Autumn on Lake Audobon

Autumn on Lake Audobon
Autumn on Lake Audubon, Photo by Alison Kamat

Thursday, August 13, 2015

TSA to shrink office space per employee to 173 GSF in move to Alexandria

The Washington Business Journal reported yesterday that the Transportation Security Administration (TSA) plans to move its headquarters from Pentagon City to a long vacant building in Alexandria beginning this year.  It goes on to state:
Under the agreement, the TSA will fully occupy the building by the spring of 2018 at a rental rate of $36 per square foot. That rate, per the GSA, is more than 25 percent below projected market rents. The agreement also provides the government with $50 million for tenant fit-out costs and other transition-related expenses. The utilization rate (square footage per employee) will be roughly 153 — 20 percent below the GSA's current rate.
We believe the "utilization rate" described here is what is known as "leasable space" or "RBA" in the commercial real estate market.  This is the space actually leased by a tenant.  It includes all the space occupied by employees plus a proportional share of common areas available in an office building.  So TSA has leased about 153 SF of space for each employee.  By our calculations, the actual space occupied by employees runs about 3/4s of leasable space.  That means, on average, each employee be about 116 SF.

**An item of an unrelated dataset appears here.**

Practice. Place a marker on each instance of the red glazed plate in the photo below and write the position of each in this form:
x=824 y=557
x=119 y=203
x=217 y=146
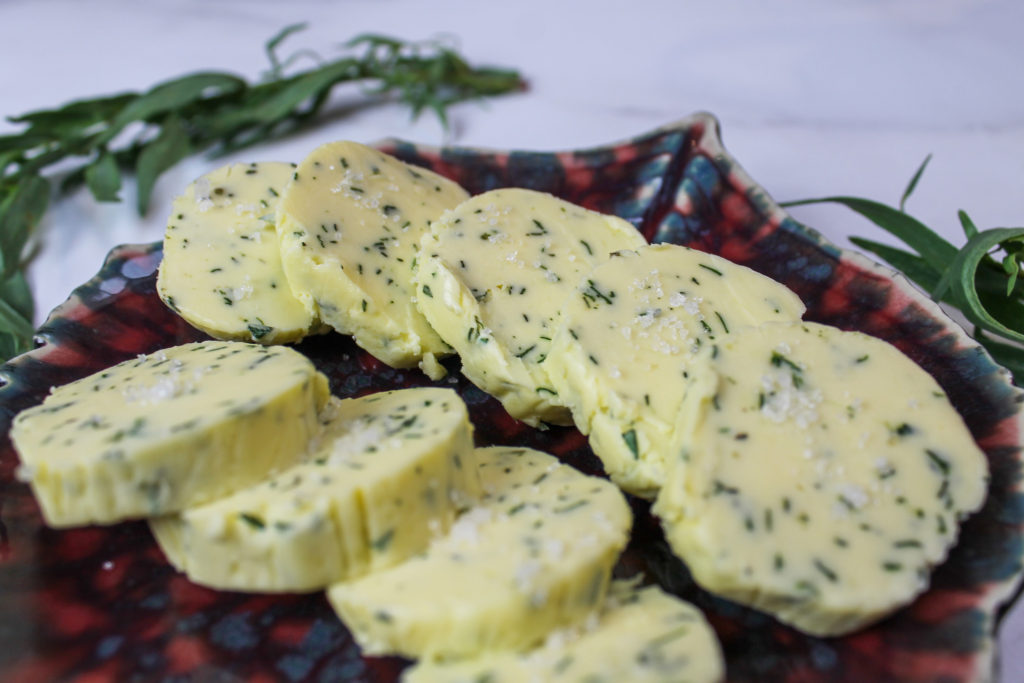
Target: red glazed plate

For planning purposes, Fairfax County uses 300 gross square feet (GSF) per office employee.  Our calculation suggests that leasable space is about 88% of gross square footage.  This means that each TSA employee will occupy about 173 GSF in its new quarters, less than 58% of the County's planning value.  Other, generally private, leasees of office space have occupied even much smaller office space per worker on a GSF basis in our area in recent years as we have documented repeatedly on this blog (see index "office space"). 

Two key points arise from this analysis:
  • It is likely that in the next decade leasing of Washington area office space will run about half of what the County expects (and that doesn't count adverse market conditions) as businesses and the federal government stick more employees in less space.
  • More dangerously, over the longer term--3-4 decades--the number of office employees in key employment centers such as Tysons and Reston could be TWICE what the current County plans call for because of bad planning assumptions.  The infrastructure costs (primarily transportation) to support that level of employment will be huge and haven't been considered.
While we tire of repeating the same argument--that office space per employee is shrinking by at least half--we will continue to do so until Fairfax County at least understands and recognizes this phenomenon in its planning and zoning efforts.